Он выдохнул. Затем набрал воздух полной грудью. И произнес только одно слово:
— Вверх.
Вверх. К смертельному небу. В венерианский ад. Да будет так. Другого выбора у них не оставалось.
— Если мы поднимемся на поверхность, я смогу починить подшипник изнутри, не опасаясь, что сюда хлынет вода. А если потребуется работать снаружи, я могу сделать это, надев шлем и комбинезон. Надеюсь, они смогут сдержать яд достаточно долго.
Петри вздрогнула.
— Будем надеяться, что в этом не будет необходимости.
— Да. Но в то же время снаружи я мог бы поправить балластные камни. Я… просто не вижу иного пути.
Петри сидела напротив Ионы на ящике, обдумывая его слова.
— Разве не путь наверх уничтожил «Гордость» и Ленинджер?

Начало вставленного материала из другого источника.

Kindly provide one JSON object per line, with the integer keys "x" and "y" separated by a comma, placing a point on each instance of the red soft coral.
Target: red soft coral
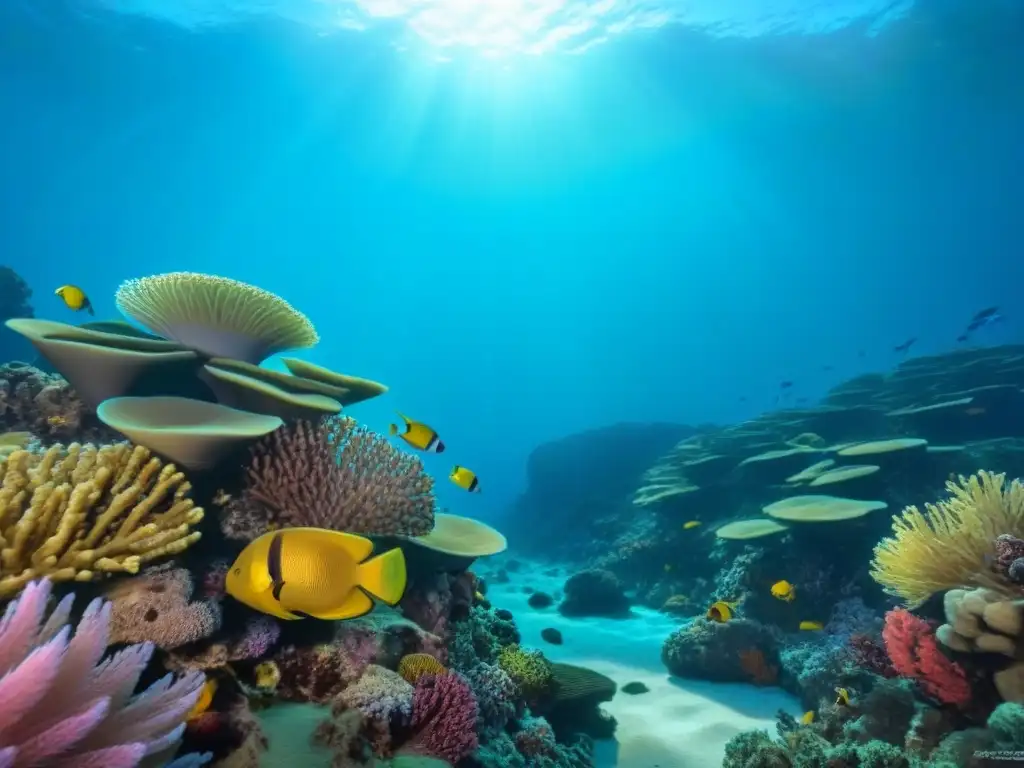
{"x": 443, "y": 718}
{"x": 914, "y": 653}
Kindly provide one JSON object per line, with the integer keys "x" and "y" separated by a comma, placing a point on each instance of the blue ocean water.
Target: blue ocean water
{"x": 536, "y": 216}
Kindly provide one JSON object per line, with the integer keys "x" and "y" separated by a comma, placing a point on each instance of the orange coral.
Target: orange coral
{"x": 754, "y": 664}
{"x": 414, "y": 666}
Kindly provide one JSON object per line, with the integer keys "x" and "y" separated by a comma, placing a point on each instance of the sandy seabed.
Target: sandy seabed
{"x": 676, "y": 724}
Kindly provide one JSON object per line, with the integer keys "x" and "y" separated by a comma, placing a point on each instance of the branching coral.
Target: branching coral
{"x": 333, "y": 475}
{"x": 914, "y": 653}
{"x": 80, "y": 512}
{"x": 952, "y": 542}
{"x": 385, "y": 701}
{"x": 61, "y": 707}
{"x": 529, "y": 671}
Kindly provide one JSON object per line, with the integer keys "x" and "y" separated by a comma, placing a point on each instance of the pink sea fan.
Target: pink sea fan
{"x": 62, "y": 707}
{"x": 336, "y": 475}
{"x": 914, "y": 653}
{"x": 444, "y": 715}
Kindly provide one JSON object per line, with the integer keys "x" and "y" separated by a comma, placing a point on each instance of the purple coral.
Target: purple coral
{"x": 444, "y": 715}
{"x": 334, "y": 475}
{"x": 260, "y": 635}
{"x": 385, "y": 701}
{"x": 60, "y": 706}
{"x": 496, "y": 695}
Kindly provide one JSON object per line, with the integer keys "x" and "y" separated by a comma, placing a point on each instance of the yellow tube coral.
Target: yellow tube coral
{"x": 952, "y": 543}
{"x": 76, "y": 513}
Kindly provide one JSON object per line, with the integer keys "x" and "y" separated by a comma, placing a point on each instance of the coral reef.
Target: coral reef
{"x": 157, "y": 607}
{"x": 82, "y": 512}
{"x": 737, "y": 651}
{"x": 336, "y": 475}
{"x": 60, "y": 701}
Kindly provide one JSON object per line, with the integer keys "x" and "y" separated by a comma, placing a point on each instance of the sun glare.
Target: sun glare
{"x": 527, "y": 27}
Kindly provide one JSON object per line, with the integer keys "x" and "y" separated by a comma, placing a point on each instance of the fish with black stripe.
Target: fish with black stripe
{"x": 315, "y": 573}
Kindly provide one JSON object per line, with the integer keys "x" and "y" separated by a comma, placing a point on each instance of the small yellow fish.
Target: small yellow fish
{"x": 75, "y": 298}
{"x": 465, "y": 478}
{"x": 783, "y": 591}
{"x": 720, "y": 611}
{"x": 205, "y": 698}
{"x": 312, "y": 572}
{"x": 267, "y": 676}
{"x": 418, "y": 435}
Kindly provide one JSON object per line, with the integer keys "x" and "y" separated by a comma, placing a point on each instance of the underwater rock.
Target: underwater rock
{"x": 594, "y": 593}
{"x": 740, "y": 650}
{"x": 551, "y": 635}
{"x": 540, "y": 600}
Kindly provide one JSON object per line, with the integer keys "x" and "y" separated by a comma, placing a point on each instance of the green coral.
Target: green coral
{"x": 529, "y": 671}
{"x": 806, "y": 749}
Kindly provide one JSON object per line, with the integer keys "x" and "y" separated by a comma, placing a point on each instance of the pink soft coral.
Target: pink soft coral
{"x": 60, "y": 707}
{"x": 443, "y": 718}
{"x": 914, "y": 653}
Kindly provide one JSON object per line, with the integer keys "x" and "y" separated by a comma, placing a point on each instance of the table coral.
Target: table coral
{"x": 81, "y": 512}
{"x": 710, "y": 650}
{"x": 334, "y": 475}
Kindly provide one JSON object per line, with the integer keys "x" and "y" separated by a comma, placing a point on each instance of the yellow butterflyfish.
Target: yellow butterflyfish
{"x": 205, "y": 698}
{"x": 418, "y": 435}
{"x": 313, "y": 572}
{"x": 783, "y": 591}
{"x": 465, "y": 478}
{"x": 75, "y": 298}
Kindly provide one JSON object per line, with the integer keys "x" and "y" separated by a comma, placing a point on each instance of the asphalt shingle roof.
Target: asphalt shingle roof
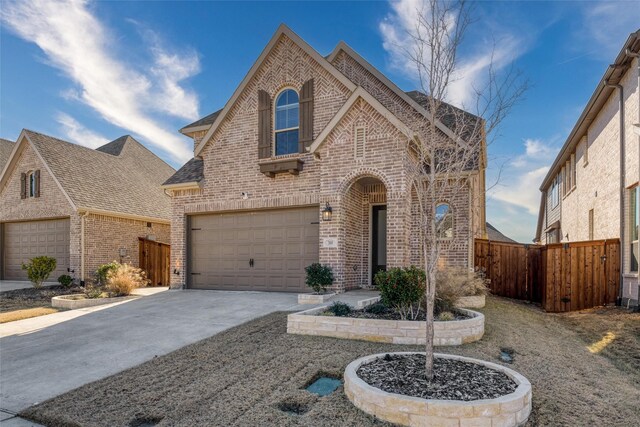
{"x": 126, "y": 182}
{"x": 6, "y": 147}
{"x": 190, "y": 172}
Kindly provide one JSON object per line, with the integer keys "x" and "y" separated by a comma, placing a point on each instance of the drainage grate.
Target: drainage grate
{"x": 324, "y": 386}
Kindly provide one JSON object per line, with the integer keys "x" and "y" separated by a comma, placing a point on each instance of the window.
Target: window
{"x": 555, "y": 193}
{"x": 286, "y": 122}
{"x": 444, "y": 221}
{"x": 32, "y": 184}
{"x": 634, "y": 221}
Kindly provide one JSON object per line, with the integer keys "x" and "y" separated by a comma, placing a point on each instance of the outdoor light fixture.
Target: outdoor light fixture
{"x": 327, "y": 212}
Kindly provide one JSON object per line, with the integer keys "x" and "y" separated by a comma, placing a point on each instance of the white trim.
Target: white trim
{"x": 342, "y": 46}
{"x": 366, "y": 96}
{"x": 282, "y": 30}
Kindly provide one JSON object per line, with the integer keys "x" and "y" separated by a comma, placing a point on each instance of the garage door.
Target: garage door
{"x": 25, "y": 240}
{"x": 257, "y": 251}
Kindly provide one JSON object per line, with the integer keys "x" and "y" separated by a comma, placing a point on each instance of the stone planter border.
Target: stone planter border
{"x": 475, "y": 301}
{"x": 455, "y": 332}
{"x": 314, "y": 298}
{"x": 510, "y": 410}
{"x": 64, "y": 301}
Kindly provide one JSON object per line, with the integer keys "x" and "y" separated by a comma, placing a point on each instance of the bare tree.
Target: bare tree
{"x": 446, "y": 161}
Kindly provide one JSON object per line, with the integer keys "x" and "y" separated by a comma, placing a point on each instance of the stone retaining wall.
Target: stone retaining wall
{"x": 455, "y": 332}
{"x": 510, "y": 410}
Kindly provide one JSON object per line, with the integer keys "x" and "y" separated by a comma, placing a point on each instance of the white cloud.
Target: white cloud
{"x": 76, "y": 132}
{"x": 398, "y": 30}
{"x": 123, "y": 93}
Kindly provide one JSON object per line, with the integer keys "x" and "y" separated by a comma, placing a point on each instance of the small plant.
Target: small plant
{"x": 319, "y": 277}
{"x": 446, "y": 316}
{"x": 39, "y": 269}
{"x": 402, "y": 289}
{"x": 340, "y": 309}
{"x": 65, "y": 281}
{"x": 377, "y": 308}
{"x": 103, "y": 271}
{"x": 124, "y": 278}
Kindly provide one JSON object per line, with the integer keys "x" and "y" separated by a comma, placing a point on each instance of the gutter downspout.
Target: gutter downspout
{"x": 622, "y": 176}
{"x": 82, "y": 217}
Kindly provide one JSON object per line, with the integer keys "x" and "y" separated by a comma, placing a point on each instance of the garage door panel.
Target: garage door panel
{"x": 25, "y": 240}
{"x": 280, "y": 242}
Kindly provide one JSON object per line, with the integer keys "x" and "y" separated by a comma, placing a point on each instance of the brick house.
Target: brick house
{"x": 82, "y": 206}
{"x": 304, "y": 139}
{"x": 591, "y": 191}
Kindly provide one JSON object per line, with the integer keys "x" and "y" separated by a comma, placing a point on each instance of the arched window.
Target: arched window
{"x": 31, "y": 180}
{"x": 444, "y": 221}
{"x": 286, "y": 122}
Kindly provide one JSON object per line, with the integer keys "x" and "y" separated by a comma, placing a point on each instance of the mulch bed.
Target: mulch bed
{"x": 452, "y": 380}
{"x": 20, "y": 299}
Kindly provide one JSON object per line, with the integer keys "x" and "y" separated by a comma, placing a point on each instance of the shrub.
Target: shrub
{"x": 65, "y": 280}
{"x": 319, "y": 277}
{"x": 103, "y": 271}
{"x": 454, "y": 283}
{"x": 340, "y": 309}
{"x": 402, "y": 289}
{"x": 123, "y": 279}
{"x": 39, "y": 269}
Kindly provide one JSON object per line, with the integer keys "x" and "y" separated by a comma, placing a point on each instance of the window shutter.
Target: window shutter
{"x": 306, "y": 116}
{"x": 36, "y": 192}
{"x": 23, "y": 185}
{"x": 264, "y": 124}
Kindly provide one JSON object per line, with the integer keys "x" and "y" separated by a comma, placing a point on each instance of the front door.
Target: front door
{"x": 378, "y": 240}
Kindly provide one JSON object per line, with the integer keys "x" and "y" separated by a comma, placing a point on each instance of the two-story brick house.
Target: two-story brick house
{"x": 591, "y": 191}
{"x": 307, "y": 162}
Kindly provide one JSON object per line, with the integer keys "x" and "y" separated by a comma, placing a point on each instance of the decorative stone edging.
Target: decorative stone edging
{"x": 64, "y": 301}
{"x": 475, "y": 301}
{"x": 314, "y": 298}
{"x": 454, "y": 332}
{"x": 510, "y": 410}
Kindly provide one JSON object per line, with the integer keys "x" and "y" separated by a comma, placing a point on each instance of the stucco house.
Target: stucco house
{"x": 591, "y": 190}
{"x": 308, "y": 162}
{"x": 84, "y": 207}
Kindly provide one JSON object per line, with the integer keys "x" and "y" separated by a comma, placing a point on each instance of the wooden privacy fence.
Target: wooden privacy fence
{"x": 155, "y": 260}
{"x": 562, "y": 277}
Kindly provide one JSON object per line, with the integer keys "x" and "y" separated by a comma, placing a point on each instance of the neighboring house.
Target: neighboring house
{"x": 591, "y": 191}
{"x": 82, "y": 206}
{"x": 494, "y": 235}
{"x": 305, "y": 139}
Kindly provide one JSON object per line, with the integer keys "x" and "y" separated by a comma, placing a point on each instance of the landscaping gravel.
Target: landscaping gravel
{"x": 452, "y": 379}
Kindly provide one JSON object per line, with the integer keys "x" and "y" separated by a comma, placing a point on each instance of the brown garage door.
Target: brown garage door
{"x": 257, "y": 251}
{"x": 25, "y": 240}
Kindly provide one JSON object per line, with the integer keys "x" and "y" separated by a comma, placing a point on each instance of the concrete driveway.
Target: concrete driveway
{"x": 42, "y": 362}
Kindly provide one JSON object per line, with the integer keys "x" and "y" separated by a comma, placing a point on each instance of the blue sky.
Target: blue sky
{"x": 89, "y": 72}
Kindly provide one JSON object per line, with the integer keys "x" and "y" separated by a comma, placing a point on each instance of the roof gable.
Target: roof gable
{"x": 282, "y": 30}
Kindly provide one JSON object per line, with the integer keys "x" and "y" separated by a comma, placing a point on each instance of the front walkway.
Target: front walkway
{"x": 47, "y": 356}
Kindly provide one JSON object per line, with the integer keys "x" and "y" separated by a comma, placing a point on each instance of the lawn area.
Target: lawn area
{"x": 241, "y": 376}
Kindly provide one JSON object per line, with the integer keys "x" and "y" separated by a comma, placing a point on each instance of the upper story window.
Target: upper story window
{"x": 287, "y": 116}
{"x": 444, "y": 221}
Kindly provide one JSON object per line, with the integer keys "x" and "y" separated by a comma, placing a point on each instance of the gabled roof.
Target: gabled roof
{"x": 6, "y": 147}
{"x": 191, "y": 173}
{"x": 366, "y": 96}
{"x": 494, "y": 235}
{"x": 121, "y": 177}
{"x": 282, "y": 30}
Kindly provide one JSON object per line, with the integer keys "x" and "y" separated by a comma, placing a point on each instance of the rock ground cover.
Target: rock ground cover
{"x": 248, "y": 375}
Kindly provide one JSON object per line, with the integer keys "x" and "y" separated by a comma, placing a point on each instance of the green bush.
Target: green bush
{"x": 340, "y": 309}
{"x": 39, "y": 269}
{"x": 65, "y": 280}
{"x": 319, "y": 277}
{"x": 402, "y": 289}
{"x": 103, "y": 271}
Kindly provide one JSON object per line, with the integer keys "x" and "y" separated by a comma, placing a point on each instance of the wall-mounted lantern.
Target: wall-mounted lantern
{"x": 327, "y": 212}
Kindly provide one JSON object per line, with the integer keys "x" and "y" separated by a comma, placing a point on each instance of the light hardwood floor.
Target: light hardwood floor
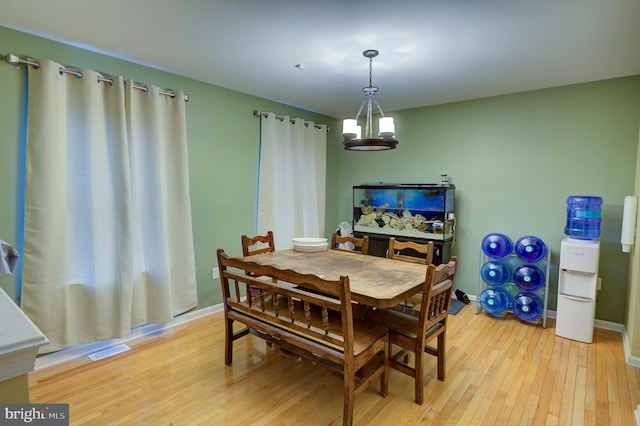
{"x": 499, "y": 372}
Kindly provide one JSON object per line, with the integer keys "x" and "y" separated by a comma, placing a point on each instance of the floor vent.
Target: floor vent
{"x": 97, "y": 356}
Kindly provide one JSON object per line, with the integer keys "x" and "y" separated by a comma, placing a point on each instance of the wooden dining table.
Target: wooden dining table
{"x": 375, "y": 281}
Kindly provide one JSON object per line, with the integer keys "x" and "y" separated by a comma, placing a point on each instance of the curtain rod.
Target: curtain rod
{"x": 16, "y": 60}
{"x": 258, "y": 113}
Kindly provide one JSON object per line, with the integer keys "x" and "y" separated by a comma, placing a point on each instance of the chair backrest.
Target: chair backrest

— Верно… но их подъем был неконтролируемый. Быстрый и хаотичный. Мы будем подниматься медленно, уменьшая давление воздуха в том же темпе, как снижается давление воды. В любом случае мы должны подниматься постепенно, иначе газ в нашей крови убьет нас. Медленно и нежно. Это единственный способ.
Она улыбнулась.
— Так обычно говорят девственницы.
Иона почувствовал, что краснеет, и был рад, когда Петри снова стала серьезна.
— Пока мы будем подниматься, не возникнет ли у нас еще одна проблема? Не израсходуем ли мы весь воздух?
Он кивнул.
— Деятельность внутри подлодки должна быть сведена к минимуму. Спертый воздух мы будем сжимать в баллоны, меняя его на свежий. Кроме того, у меня есть фильтр.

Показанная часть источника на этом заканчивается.